The four victims were taken by ambulance to New York-Presbyterian/Weill Cornell Medical Center, where they are all in serious condition with non-life threatening injuries, the FDNY told Metro just after noon Tuesday.
All trees in the park are maintained by the Central Park Conservancy, the Parks Department said, adding that “crews are immediately inspecting trees in the vicinity for safety.”
The Conservancy said in an email that workers are checking the trees "for health and safety" but did not offer further details about what that entails or what caused the elm tree to topple in the first place.

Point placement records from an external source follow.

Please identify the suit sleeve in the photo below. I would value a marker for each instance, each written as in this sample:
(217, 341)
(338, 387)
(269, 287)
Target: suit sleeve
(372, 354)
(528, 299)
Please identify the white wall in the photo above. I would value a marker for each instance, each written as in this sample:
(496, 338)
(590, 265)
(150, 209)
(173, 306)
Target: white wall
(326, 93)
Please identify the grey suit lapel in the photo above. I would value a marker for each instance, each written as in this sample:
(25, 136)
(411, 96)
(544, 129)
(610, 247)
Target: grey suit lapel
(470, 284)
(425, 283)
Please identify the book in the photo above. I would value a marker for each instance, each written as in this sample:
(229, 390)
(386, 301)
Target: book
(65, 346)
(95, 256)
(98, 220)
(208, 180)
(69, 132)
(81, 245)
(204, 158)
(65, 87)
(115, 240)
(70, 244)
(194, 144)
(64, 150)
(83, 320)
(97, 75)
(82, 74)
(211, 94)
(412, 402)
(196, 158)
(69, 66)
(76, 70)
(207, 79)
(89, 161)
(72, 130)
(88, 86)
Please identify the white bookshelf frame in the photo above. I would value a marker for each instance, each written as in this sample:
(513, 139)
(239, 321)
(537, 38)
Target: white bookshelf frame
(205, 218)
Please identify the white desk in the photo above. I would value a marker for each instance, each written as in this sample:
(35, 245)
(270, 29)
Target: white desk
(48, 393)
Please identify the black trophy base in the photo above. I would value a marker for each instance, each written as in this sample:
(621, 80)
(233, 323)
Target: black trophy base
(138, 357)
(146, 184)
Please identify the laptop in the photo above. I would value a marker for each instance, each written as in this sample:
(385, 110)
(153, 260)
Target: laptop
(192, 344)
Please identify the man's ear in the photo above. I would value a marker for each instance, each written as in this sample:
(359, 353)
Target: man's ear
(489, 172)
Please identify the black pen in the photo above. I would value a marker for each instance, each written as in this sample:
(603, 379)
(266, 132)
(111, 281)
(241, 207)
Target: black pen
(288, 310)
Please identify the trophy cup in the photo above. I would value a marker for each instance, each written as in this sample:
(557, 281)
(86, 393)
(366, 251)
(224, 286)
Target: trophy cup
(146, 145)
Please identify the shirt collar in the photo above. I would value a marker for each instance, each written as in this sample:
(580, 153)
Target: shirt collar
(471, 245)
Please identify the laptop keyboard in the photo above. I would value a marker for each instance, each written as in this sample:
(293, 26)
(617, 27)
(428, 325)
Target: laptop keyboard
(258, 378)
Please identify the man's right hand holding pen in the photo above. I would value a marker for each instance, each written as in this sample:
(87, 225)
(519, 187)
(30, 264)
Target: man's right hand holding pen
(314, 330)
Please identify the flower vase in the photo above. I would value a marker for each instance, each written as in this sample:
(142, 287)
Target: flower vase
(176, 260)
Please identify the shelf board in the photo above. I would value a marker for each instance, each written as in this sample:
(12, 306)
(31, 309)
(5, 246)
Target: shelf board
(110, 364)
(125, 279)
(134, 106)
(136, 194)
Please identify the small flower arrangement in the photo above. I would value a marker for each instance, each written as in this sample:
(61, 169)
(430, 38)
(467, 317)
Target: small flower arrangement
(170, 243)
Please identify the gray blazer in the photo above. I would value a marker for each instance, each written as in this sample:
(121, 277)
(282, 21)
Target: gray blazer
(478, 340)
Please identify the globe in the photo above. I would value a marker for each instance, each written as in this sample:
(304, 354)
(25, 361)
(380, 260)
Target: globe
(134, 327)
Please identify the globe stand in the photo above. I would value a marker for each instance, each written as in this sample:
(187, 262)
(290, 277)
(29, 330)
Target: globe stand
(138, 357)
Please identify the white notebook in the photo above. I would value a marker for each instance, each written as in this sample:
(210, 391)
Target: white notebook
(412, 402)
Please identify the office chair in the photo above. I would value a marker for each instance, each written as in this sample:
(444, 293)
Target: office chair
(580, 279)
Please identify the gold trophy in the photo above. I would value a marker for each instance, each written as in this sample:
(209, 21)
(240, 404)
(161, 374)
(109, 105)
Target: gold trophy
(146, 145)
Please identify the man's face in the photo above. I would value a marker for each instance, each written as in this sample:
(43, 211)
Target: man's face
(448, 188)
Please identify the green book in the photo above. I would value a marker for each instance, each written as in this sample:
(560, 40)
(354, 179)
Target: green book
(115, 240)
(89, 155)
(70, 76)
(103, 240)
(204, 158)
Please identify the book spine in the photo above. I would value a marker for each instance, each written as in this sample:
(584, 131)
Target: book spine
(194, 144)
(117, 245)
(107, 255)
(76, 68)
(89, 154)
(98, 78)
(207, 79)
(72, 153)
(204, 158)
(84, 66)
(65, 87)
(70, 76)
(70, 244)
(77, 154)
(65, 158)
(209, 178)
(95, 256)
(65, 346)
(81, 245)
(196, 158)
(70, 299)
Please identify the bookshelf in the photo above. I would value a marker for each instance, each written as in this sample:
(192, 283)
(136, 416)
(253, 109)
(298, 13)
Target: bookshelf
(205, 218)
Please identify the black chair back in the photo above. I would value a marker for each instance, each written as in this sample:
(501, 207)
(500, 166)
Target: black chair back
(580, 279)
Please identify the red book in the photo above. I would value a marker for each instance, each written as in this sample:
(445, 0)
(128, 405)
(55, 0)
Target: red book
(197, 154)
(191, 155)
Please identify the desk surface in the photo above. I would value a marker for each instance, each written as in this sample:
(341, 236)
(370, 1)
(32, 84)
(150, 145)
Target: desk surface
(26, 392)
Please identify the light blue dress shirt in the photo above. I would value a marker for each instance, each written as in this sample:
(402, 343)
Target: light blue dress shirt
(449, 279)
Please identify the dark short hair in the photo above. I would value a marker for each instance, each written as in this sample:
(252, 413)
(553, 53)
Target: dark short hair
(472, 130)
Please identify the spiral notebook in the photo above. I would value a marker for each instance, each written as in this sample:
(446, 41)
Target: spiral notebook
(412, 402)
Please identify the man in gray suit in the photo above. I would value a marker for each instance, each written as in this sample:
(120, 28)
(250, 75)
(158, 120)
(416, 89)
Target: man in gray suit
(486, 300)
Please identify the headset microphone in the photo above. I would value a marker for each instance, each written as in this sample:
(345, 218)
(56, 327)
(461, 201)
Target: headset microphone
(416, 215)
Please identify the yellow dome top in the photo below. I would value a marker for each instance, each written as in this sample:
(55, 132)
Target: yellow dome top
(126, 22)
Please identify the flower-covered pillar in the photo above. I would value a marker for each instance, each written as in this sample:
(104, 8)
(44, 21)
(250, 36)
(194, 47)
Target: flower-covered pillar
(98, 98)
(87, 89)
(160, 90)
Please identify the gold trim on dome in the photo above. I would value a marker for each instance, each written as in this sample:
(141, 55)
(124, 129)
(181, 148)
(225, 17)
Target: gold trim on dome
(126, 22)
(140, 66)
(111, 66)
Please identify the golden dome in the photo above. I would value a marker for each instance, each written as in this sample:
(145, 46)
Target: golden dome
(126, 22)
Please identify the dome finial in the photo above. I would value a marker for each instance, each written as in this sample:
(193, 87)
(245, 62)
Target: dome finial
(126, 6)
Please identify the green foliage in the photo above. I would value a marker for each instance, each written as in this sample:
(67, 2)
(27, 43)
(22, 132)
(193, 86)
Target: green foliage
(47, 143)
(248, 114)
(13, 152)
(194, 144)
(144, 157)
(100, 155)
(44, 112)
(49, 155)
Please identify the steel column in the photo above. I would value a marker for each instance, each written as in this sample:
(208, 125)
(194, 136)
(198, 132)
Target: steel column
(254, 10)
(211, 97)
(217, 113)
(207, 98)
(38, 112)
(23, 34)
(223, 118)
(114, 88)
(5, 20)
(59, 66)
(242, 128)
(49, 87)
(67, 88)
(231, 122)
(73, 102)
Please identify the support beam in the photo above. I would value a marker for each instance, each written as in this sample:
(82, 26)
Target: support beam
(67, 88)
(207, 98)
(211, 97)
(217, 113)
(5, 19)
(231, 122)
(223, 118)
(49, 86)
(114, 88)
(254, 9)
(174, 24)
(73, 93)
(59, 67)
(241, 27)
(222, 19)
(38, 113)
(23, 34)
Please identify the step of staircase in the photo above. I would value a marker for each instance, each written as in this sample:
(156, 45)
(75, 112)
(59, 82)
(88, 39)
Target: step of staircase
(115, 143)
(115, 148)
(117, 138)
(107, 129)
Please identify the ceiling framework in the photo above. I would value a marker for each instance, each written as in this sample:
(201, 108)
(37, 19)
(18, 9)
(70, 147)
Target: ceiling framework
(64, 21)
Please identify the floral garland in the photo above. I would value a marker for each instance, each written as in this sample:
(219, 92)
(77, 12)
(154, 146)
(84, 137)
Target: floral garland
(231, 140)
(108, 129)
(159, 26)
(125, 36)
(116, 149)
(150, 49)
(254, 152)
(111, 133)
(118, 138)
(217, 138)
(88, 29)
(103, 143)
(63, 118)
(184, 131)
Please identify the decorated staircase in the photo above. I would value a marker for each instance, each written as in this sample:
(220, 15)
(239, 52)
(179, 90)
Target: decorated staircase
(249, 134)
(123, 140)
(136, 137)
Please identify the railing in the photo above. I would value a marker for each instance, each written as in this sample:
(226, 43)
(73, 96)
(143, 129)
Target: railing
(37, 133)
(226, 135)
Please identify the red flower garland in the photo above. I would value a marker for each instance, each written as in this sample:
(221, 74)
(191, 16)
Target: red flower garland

What to do if you see a damaged tree in New York City
Despite being the most populous area of the country, New York City is also home to roughly 30,000 acres of land that includes parks, beaches, gardens and Greenstreets.
That obviously includes a whole lot of trees that fall under the jurisdiction of city agencies like the Parks Department or Central Park Conservancy, but what happens if you see a damaged tree in the city proper?
You follow that safety adage of “If you see something, say something,” of course, and here’s how — and when — to make the call, according to the Parks Department.
Who to contact: 311 or visit nycgovparks.org/services/forestry.
Alert them if you see:
• A tree branch or limb that is cracked, fallen or looks like it might fall
• A tree trunk that has split
• A tree that is leaning, fallen or has been uprooted
• A tree that is in declining or poor condition
Once you make a report, you will be given a tracking number and details about how it will be addressed.
A parks inspector will then visit the tree to gauge its condition and the best plan of action, and forestry staff will be deployed as necessary.